Ünlü Virolog Nevzar Birişik'ten koronavirüs için altın öneriler

Viroloji uzmanı Dr. Nevzat Birişik, koronavirüs ile ilgili bilgileri, tahminleri ve almamız gereken tedbirleri açıkladı.

Abone ol
Abone ol 26 Mart 2020 17:37

TRHaberler ÖZEL | Tüm dünyada yaşanan koronavirüs paniğinin ülkemize de gelmesiyle birlikte vaka ve ölüm sayıları her geçen gün artıyor. Virüse karşı nasıl bir tutum içinde olmalıyız, nasıl korunmalıyız, kendimizi nasıl izole etmeliyiz gibi sorular oldukça merak ediliyor. 
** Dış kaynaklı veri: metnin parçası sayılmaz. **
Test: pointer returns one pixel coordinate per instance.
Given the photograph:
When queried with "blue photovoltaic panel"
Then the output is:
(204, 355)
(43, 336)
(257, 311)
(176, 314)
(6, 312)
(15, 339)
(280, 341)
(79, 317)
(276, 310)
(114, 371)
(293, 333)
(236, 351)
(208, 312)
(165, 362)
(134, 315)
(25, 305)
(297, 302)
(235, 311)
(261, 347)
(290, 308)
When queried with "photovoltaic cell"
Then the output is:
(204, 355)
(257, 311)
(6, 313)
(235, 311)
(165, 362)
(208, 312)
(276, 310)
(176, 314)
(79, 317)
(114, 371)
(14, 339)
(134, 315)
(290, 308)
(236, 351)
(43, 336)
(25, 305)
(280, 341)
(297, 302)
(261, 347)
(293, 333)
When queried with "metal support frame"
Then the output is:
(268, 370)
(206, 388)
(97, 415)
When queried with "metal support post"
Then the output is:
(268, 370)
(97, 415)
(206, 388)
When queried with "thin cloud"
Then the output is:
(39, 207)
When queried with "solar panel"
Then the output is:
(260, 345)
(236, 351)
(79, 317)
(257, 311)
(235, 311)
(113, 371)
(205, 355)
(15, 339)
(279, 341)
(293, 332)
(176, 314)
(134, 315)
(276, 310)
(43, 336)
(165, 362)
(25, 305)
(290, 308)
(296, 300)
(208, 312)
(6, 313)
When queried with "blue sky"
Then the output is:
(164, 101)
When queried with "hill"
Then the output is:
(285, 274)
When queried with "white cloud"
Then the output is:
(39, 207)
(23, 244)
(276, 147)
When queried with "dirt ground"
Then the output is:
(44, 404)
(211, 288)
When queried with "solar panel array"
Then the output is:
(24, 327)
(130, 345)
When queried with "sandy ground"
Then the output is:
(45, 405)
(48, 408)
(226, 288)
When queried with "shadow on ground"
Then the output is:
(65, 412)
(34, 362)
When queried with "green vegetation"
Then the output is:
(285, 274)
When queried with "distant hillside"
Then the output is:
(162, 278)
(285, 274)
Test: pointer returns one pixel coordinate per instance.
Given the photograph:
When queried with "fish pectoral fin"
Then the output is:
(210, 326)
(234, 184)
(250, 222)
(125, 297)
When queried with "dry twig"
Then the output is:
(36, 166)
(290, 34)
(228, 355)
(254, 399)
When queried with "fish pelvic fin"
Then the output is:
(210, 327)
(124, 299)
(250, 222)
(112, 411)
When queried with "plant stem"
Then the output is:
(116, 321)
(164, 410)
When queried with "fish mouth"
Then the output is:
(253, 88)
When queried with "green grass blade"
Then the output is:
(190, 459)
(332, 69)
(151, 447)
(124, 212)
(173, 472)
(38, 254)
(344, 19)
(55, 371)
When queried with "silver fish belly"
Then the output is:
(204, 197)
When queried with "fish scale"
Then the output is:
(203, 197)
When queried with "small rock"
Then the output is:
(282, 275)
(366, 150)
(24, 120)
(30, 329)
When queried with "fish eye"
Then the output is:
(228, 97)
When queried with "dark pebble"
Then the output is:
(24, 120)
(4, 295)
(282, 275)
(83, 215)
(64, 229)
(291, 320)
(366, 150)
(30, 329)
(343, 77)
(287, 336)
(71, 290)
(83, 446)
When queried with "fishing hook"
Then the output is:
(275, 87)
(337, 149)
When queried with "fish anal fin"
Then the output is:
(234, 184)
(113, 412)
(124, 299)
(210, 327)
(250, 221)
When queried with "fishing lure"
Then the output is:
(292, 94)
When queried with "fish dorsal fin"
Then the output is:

Viroloji uzmanı Dr. Nevzat Birişik, koronavirüs ile ilgili bilgileri, tahminleri ve almamız gereken tedbirleri sosyal medya hesabından yaptığı paylaşımla duyurdu.

İŞTE NEVZAT BİRİŞİK'İN O PAYLAŞIMI:

BİR VİROLOG GÖZÜYLE
KORONAVİRÜS (Coronavirus = Covid-19)
BİLİNENLER, TAHMİNLER, ÜMİTLER...

1. Tüm virüsler DNA veya RNA ile bunun üzerini kaplayan bir protein kılıftan ibarettir.
Virüsler; beslenmez, üremez, hareket etmez, nefes almaz sadece kendini canlı bir hücrede çoğaltabilir. Virüs; yaklaşık 160 yıl önce Hollandalı ziraatçilerin tütün bitkisinde keşfettikleri ancak 70 yıl önce yapısı tam olarak anlaşılan nadiren hastalık nedeni ola "AKILLI BİR MOLEKÜL"dür.

2. Covid-19 SÜRPRİZ değildir: Virüslerin bir gün büyük bir epidemiye neden olacağı ve mücadelenin çok zor olacağı yaklaşık 20 yıldır bekleniyordu. Ayrıca SARS, MERS, EBOLA yeterince bu işareti veriyordu. Corona virüslerin varlığı yaklaşık 60 yıldır biliniyor . Bu virüs zarflı +ssRNA bir virüs olup, solunum yoluna saldıran, sitoplazmada çoğalan ve hızlı mutasyona uğrayan, epitel ve akçiğer hücrelerine yerleşen, gün ışığından, sabun, deterjan ve ısıdan etkilenen bir virüstür. Hızla mutasyona uğrayan kompleks ve "BÜYÜK BİR VİRÜS"tür.

 

3. Virüslere karşı direkt bir ilaçlı mücadele yoktur, ancak aşı, termoterapi, radyasyon, gen susturma, gen durdurma, giriş ve çoğalmayı sağlayan hücre sistemlerini durdurmak gibi bazı tedbirler alınır ve etkilidir. Aşı ve az sayıda replikasyon engelleyici kimyasal hariç bunların çoğu bilimsel araştırma düzeyinde olup genel uygulamaya henüz uzaktır. EN ETKİLİ MÜCADELE, VÜCUDUN SAVUNMA VE KORUMA SİSTEMİNİ GÜÇLÜ TUTMAKTIR.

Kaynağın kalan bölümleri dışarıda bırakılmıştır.